Au Brésil, Don Helder
Camara est un de ceux-là, tout comme Mgr Oscar Romero
au San Salvador. Ces évêques, convertis à la pauvreté avec les pauvres pour en
devenir une voix qui éveille les consciences des nantis et des puissants, ne
sont pas légion. Par contre, beaucoup de prêtres, religieux et religieuses, ont
répondu à cet appel et sont devenus d’authentiques militants au service de la
cause des pauvres et des humiliés de la terre.
Ces
quelques évêques et missionnaires engagés auprès des pauvres ont redécouvert
une lecture des évangiles et une compréhension de l’engagement de foi.

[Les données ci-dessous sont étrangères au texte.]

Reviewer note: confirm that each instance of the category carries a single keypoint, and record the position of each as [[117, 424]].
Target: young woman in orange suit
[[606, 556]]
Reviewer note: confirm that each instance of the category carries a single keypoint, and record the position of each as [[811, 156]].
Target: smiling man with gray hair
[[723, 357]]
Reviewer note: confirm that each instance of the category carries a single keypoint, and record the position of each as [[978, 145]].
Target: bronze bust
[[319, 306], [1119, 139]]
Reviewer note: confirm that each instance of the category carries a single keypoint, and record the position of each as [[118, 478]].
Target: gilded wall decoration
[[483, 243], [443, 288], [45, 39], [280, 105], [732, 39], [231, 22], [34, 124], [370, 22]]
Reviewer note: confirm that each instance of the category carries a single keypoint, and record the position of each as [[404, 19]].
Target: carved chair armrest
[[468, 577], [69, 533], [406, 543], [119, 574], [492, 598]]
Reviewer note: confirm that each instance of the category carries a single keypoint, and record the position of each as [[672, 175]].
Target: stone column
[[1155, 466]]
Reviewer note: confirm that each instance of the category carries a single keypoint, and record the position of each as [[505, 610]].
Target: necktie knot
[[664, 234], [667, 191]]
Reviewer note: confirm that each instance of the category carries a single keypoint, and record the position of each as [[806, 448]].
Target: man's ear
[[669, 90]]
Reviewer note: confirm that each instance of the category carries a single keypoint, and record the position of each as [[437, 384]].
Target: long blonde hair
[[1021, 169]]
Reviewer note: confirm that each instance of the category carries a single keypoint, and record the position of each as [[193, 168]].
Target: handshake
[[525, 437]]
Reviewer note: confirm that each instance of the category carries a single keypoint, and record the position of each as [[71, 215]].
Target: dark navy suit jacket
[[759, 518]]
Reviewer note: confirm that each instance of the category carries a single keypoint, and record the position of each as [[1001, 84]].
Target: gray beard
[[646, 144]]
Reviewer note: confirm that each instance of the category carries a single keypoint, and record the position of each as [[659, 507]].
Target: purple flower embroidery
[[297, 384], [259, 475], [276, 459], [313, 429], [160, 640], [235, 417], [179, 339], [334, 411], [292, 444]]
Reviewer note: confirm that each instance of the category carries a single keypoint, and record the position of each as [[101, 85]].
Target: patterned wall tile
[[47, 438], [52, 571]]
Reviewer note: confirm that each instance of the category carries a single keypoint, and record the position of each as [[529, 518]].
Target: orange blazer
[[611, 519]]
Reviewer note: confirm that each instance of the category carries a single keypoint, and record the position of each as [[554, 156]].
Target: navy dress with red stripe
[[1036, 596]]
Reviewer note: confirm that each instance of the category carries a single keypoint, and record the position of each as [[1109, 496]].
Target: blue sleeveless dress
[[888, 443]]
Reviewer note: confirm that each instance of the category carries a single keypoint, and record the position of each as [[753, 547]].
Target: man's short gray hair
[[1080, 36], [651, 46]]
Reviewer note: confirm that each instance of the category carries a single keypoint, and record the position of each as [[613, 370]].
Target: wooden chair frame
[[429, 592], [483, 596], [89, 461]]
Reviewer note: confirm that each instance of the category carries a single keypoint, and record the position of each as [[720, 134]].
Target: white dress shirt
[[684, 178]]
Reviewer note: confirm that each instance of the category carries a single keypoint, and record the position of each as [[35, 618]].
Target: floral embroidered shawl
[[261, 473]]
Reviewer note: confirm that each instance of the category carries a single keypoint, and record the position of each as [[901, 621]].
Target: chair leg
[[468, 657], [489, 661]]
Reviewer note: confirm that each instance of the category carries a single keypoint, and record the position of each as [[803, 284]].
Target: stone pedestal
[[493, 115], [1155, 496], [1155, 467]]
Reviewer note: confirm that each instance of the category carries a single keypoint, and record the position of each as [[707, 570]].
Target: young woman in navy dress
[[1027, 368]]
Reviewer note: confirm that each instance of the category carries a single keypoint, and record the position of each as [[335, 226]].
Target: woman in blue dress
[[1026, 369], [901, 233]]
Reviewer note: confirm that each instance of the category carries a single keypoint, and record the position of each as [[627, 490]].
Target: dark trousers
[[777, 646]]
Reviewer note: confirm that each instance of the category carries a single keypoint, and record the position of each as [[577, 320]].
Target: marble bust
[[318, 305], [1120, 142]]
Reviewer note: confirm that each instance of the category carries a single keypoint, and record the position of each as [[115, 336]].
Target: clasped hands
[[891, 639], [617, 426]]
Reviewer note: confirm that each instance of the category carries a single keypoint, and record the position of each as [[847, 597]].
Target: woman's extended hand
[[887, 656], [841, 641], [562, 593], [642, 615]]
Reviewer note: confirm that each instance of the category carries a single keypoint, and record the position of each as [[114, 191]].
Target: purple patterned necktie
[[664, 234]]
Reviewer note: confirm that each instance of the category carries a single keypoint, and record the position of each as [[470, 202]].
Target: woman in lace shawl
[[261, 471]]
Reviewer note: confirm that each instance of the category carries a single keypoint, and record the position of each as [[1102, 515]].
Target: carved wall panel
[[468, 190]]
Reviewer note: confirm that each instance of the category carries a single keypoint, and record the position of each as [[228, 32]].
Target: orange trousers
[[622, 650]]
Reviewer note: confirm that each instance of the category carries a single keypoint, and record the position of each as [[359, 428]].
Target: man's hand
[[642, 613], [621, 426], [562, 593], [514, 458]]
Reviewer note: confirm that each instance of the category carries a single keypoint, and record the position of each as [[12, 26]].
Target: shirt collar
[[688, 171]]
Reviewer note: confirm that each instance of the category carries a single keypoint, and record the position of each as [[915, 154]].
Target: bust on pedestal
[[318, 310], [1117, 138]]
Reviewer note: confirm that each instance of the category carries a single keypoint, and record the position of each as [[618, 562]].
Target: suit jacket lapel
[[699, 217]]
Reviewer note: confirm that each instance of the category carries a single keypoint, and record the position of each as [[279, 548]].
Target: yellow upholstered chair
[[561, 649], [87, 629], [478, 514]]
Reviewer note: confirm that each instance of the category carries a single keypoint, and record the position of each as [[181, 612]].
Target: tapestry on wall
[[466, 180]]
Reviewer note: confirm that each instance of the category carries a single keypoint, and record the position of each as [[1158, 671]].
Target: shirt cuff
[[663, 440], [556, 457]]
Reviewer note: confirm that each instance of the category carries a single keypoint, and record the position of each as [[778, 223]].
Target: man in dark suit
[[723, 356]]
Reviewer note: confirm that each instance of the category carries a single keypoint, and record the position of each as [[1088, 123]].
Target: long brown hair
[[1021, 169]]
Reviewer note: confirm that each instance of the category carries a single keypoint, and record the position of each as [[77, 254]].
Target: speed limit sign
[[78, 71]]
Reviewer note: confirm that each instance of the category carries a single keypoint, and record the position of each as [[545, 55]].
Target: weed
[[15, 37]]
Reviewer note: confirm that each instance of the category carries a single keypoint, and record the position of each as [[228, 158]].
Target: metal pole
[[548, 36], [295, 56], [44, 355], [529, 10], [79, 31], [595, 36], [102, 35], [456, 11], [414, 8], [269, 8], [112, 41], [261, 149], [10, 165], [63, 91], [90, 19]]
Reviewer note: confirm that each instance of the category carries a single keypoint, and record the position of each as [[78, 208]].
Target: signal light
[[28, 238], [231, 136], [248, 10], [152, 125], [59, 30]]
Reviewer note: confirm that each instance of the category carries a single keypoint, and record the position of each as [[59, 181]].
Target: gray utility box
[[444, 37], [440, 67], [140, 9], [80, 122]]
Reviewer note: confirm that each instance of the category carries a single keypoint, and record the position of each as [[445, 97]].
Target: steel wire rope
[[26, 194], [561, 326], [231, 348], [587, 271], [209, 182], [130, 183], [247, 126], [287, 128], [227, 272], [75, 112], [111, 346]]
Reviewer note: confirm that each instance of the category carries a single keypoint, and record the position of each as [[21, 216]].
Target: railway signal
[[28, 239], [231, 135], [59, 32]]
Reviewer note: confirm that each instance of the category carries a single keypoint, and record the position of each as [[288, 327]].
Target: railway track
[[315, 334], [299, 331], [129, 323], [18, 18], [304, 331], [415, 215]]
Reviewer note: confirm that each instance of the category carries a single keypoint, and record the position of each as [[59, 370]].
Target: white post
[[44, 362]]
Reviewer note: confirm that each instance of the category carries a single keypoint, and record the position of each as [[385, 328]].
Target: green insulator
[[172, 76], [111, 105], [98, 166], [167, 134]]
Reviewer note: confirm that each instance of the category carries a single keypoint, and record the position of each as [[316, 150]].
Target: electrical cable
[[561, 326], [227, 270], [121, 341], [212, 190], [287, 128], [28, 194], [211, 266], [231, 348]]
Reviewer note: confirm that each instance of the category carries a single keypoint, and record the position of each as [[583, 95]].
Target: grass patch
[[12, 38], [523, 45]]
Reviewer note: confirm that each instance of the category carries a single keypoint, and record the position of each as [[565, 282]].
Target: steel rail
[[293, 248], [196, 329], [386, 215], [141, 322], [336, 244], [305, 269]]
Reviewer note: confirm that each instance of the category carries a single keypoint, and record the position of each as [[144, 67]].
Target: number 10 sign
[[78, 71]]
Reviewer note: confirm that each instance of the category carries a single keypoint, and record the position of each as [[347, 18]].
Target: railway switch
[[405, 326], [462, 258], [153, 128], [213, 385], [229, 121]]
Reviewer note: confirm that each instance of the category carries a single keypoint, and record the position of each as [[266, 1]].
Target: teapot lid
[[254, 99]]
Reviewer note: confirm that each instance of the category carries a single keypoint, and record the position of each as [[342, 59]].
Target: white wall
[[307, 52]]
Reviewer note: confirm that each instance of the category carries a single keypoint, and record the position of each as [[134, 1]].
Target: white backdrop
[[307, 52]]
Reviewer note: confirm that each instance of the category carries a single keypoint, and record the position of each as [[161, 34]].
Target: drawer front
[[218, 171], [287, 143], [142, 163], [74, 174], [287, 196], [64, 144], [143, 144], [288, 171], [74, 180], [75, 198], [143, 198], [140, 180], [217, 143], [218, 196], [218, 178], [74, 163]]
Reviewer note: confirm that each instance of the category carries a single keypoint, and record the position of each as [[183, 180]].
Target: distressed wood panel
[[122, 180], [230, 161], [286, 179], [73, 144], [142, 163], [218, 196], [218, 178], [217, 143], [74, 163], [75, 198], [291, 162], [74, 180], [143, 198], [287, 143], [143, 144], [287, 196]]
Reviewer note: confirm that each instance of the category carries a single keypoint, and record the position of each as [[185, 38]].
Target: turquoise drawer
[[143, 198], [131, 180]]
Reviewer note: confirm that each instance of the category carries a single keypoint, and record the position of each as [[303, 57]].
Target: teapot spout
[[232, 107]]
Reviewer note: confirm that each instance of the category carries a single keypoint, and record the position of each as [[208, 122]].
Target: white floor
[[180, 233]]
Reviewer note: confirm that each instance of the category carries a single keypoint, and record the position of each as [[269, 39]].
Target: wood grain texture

Ce fut
l’émergence de ce qu’on a dénommé la théologie
de libération que le père Gustavo
Gutierrez a formalisée de manière à ce que la mission de l’Église conduise
inévitablement à la promotion et à la libération des pauvres et des humbles.
En
1968, à Medellin, il y eut la rencontre du Conseil épiscopal de l’Amérique
latine avec la présence du pape Paul VI, grand ami de Don Helder Camara du
Brésil. Ce fut une rencontre où beaucoup d’éléments de cette approche
théologique d’être avec les pauvres et en solidarité avec ces derniers ont
donné une lueur d’espoir à ceux et celles qui avaient fait le choix d’être avec
les plus démunis et d’être solidaires, avec ces derniers, dans leur combat de
libération d'une pauvreté inhumaine. C’était, pratiquement, la sortie d’une
Église confinée à la sacristie, pour rejoindre une Église d’hommes et de femmes
parlant le langage des Évangiles par leurs souffrances, les injustices qui les
retenaient dans la misère, mais aussi par leur solidarité humaine qui en
faisait de véritables communautés.
Ce
tournant d’une certaine force vive de l’Église a généré bien des peurs et mis
en branles les lobbies nécessaires pour que les plus hautes autorités de
l’Église mettent fin à ces missionnaires militants qui œuvrent avec ces milieux
de vie pour qu’ils en sortent et retrouvent toute leur dignité. Washington
n’aimait pas ça et c’est avec grand soulagement qu’il a vu l’arrivée d’un
nouveau pape en la personne de Jean-Paul II. Avec ce dernier, anticommuniste
jusqu’à la moelle des os, cette théologie de libération qu’il confondait avec
ce communisme ne ferait pas long feu. De 1978 à 2005, il a pu prendre en main
le choix des évêques qui allaient prendre la relève. La lutte contre ce virus
malsain allait devenir l’objectif premier de l’action de l’église hiérarchique.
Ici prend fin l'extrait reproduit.